Pandas DataFrames: Data Manipulation and Analysis
Welcome to Pandas DataFrames! Think of pandas as Excel on steroids - it can handle massive datasets, perform complex operations, and analyze data in ways Excel could never dream of.
Why Pandas Matters
Pandas makes data analysis feel natural:
import pandas as pd
# Load data (like opening a spreadsheet)
df = pd.read_csv('sales_data.csv')
# Filter data (like Excel filters)
high_sales = df[df['revenue'] > 1000]
# Group and summarize (like pivot tables)
sales_by_region = df.groupby('region')['revenue'].sum()
# Add calculations (like Excel formulas)
df['profit_margin'] = df['profit'] / df['revenue'] * 100
# Handle missing data automatically
df = df.dropna() # Remove rows with missing values
Series: 1D Data
Before DataFrames, letβs understand Series:
import pandas as pd
import numpy as np
# Create a Series from a list
sales = pd.Series([100, 200, 150, 300, 250])
print(sales)
# 0 100
# 1 200
# 2 150
# 3 300
# 4 250
# dtype: int64
# Series with custom index
sales = pd.Series([100, 200, 150, 300, 250],
index=['Mon', 'Tue', 'Wed', 'Thu', 'Fri'])
print(sales)
# Mon 100
# Tue 200
# Wed 150
# Thu 300
# Fri 250
# dtype: int64
# Access elements
print(sales['Mon']) # 100
print(sales[0]) # 100 (positional)
print(sales.iloc[0]) # 100 (explicit positional)

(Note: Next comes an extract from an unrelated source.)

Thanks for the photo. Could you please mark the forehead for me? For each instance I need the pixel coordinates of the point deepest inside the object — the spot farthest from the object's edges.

print(sales.loc['Mon']) # 100 (explicit label)
# Series operations
print(sales * 1.1) # 10% increase
print(sales > 200) # Boolean mask
print(sales[sales > 200]) # Filter
DataFrame Creation
From Dictionaries
# Create DataFrame from dictionary
data = {
'Name': ['Alice', 'Bob', 'Charlie', 'Diana'],
'Age': [25, 30, 35, 28],
'City': ['New York', 'London', 'Paris', 'Tokyo'],
'Salary': [50000, 60000, 70000, 55000]
}
df = pd.DataFrame(data)
print(df)
# Name Age City Salary
# 0 Alice 25 New York 50000
# 1 Bob 30 London 60000
# 2 Charlie 35 Paris 70000
# 3 Diana 28 Tokyo 55000
From Lists
# From list of lists
data = [
['Alice', 25, 'New York', 50000],
['Bob', 30, 'London', 60000],
['Charlie', 35, 'Paris', 70000],
['Diana', 28, 'Tokyo', 55000]
]
df = pd.DataFrame(data, columns=['Name', 'Age', 'City', 'Salary'])
print(df)
From NumPy Arrays
# From NumPy array
arr = np.random.rand(4, 3)
df = pd.DataFrame(arr, columns=['A', 'B', 'C'])
print(df)
From CSV Files
# Read CSV file
df = pd.read_csv('data.csv')
# Read with options
df = pd.read_csv('data.csv',
sep=',', # delimiter
header=0, # header row
index_col=0, # index column
parse_dates=['date']) # parse dates
# Read Excel files
df = pd.read_excel('data.xlsx', sheet_name='Sheet1')
# Read JSON
df = pd.read_json('data.json')
DataFrame Exploration
Basic Information
df = pd.DataFrame({
'Name': ['Alice', 'Bob', 'Charlie'],
'Age': [25, 30, 35],
'Salary': [50000, 60000, 70000]
})
print("Shape:", df.shape) # (3, 3) - rows, columns
print("Columns:", df.columns) # Index(['Name', 'Age', 'Salary'])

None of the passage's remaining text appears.